HIPAA Healthcare Data Breaches – Looking back at 2017
With the Banner Health data breach that shook healthcare providers in 2016 recording 3.6 million individuals affected, cyber security came to the spotlight for the healthcare industry.
However, in 2017, as we analyze HIPAA breach data reported to the OCR, the severity of incidents might have decreased but not the numbers.
Here are some of the major highlights of the reported HIPAA healthcare data breaches in 2017:
- The number of breaches reported in 2017 have increased by more than 100% when compared to 2016 (as a matter of fact, OCR seems to have updated the number of HIPAA data breaches in 2016 from 223 to 104).
- While the number of incidents reported in 2017 were higher than the previous year, the number of individuals affected were at an all-time low during the previous 4-year period.
- Healthcare providers were again the worst hit (reporting 231 HIPAA data breach incidents in 2017).
- Hacking/IT incidents and unauthorized access continues to be the main culprits behind majority of the incidents.
- There were 2 data breaches that impacted 500,000 and more people as per the reported breaches.
- While there were more states in 2016 that reported no breaches, some states continued the breach-free status for the past two years [NM, SC, WY, ID].
- The largest breach was a theft reported in the Kentucky state that affected 697,800 individuals by the Commonwealth Health Corporation.
- While Texas reported maximum hacking incidents in 2017, New York consistently reported maximum unauthorized disclosures in 2016 and 2017 as well.
*This data analysis is based on the breach data reported to the OCR by 3rd Jan 2018.
Here’s what healthcare IT experts have to talk about the healthcare data security in 2018:
David S. Muntz, Principal at StartBridge Advisors says, “there are several factors raising the risk profile: an expansion of end points associated with the explosive growth of IoT and personal devices, the growing gap between demand for and supply of experienced cybersecurity professionals, and increasingly sophisticated bad actors.”
He adds, “on the positive side, users are more aware and vigilant, vendors are providing countermeasures for previously unprotected and vulnerable products/devices, architects for new and evolving products/devices are adding security countermeasures into the design and testing processes, and HIPAA will be perceived not as a deterrent, but as an enabler for data sharing.”
Tim Erlin, VP, Product Management and Strategy at Tripwire predicts, “We’ll see a significant breach in the healthcare industry in 2018. With a growing focus on the vulnerability of medical devices and electronic healthcare records, the hospitals, insurers and manufacturers will all be in the crosshairs of cybercriminals in 2018.”
Kris K. Wilson, CIO at Hilo Medical Center talks about EHRs.
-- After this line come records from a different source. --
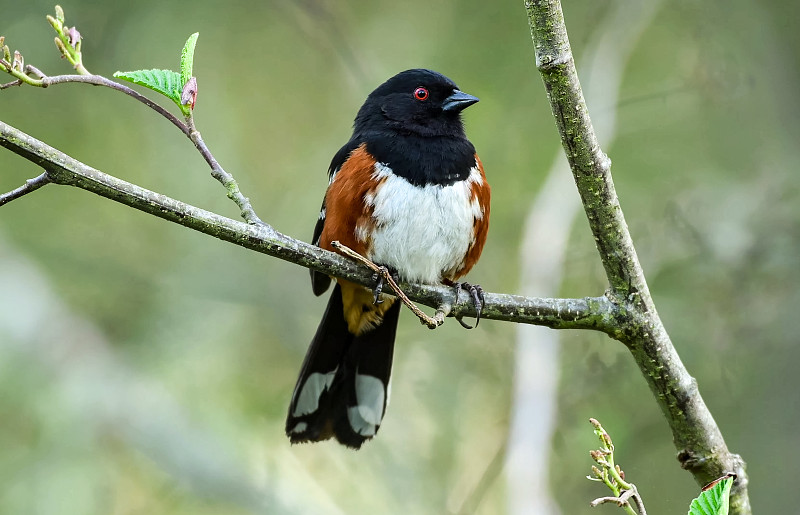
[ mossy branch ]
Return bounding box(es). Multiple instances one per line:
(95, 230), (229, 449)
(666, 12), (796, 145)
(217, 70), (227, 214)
(525, 0), (751, 515)
(0, 121), (619, 332)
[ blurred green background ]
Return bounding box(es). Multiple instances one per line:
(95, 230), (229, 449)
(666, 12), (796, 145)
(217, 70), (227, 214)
(0, 0), (800, 514)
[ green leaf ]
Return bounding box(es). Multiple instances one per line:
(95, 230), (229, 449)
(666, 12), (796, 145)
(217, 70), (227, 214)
(181, 32), (200, 88)
(114, 70), (183, 106)
(689, 476), (734, 515)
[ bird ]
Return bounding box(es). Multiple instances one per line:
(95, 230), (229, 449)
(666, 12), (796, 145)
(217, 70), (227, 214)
(286, 69), (491, 449)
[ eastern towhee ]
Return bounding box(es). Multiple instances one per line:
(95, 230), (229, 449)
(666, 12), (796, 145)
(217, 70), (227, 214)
(286, 69), (490, 449)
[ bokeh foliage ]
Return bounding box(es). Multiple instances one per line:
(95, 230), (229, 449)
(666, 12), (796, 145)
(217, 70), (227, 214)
(0, 0), (800, 514)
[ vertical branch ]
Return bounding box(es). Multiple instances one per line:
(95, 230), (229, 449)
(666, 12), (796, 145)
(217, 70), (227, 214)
(525, 0), (751, 515)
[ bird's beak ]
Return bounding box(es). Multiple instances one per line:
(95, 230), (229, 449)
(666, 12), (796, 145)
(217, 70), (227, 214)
(442, 90), (478, 112)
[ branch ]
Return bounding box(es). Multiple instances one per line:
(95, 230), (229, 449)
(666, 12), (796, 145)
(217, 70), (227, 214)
(525, 0), (751, 514)
(0, 172), (51, 206)
(0, 122), (620, 333)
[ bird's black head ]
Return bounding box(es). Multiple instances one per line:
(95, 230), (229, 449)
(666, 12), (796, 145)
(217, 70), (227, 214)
(355, 69), (478, 137)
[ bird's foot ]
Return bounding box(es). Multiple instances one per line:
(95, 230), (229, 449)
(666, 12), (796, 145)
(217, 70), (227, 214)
(453, 283), (484, 329)
(372, 266), (400, 304)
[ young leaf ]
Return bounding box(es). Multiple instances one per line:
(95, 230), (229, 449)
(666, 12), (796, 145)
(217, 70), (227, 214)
(181, 32), (200, 87)
(114, 70), (183, 106)
(689, 476), (735, 515)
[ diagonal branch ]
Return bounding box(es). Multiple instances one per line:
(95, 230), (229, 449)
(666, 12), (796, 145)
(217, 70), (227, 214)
(0, 172), (51, 206)
(0, 122), (620, 333)
(525, 0), (751, 515)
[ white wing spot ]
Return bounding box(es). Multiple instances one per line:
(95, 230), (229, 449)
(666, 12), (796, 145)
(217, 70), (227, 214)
(292, 367), (338, 417)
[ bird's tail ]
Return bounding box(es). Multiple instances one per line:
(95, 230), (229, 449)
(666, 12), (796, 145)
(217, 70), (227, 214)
(286, 283), (400, 449)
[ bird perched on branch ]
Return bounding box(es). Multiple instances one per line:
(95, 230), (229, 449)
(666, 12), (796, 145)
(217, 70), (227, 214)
(286, 69), (490, 449)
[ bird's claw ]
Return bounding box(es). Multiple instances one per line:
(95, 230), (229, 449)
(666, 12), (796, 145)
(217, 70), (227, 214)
(455, 283), (484, 329)
(372, 266), (400, 304)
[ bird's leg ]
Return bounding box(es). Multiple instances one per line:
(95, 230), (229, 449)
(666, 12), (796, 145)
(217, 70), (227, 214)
(372, 266), (400, 304)
(444, 280), (484, 329)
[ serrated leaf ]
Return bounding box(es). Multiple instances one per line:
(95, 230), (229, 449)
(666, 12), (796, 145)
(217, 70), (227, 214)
(689, 477), (733, 515)
(114, 70), (183, 105)
(181, 32), (200, 87)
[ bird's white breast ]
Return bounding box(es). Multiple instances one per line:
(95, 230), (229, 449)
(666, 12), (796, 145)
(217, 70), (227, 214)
(364, 163), (484, 283)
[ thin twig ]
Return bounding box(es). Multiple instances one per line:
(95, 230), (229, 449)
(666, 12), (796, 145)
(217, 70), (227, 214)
(0, 172), (52, 206)
(331, 241), (446, 329)
(0, 69), (268, 227)
(0, 121), (620, 333)
(525, 0), (751, 515)
(41, 75), (192, 139)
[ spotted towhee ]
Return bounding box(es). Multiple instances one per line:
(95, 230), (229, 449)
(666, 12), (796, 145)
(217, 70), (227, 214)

He says, “As EHRs mature and collect vast amounts of data, keeping this data safe as adept cybersecurity threats increase must remain at the forefront. Educating staff on the proper use of hospital systems and placing safeguards within your EHR to limit the amount of data accessible is a good start to overcoming this challenge.”
While Lee Barrett, Executive Director of the Electronic Healthcare Network Accreditation Commission suggests, “Healthcare organizations will need to embrace risk-management strategies and to carefully go over security frameworks.”
Additionally, Mark Jackson, Principal Information Assurance Architect, Cisco UK public sector says, “Organizations should also focus heavily on breach and incident readiness. This should be in the form of a set of well-developed plans, but also through the exercising of those plans.”
So, what lies ahead in healthcare data security? Will cybersecurity measures be able to tackle with the growing number of incidents? Only time will tell.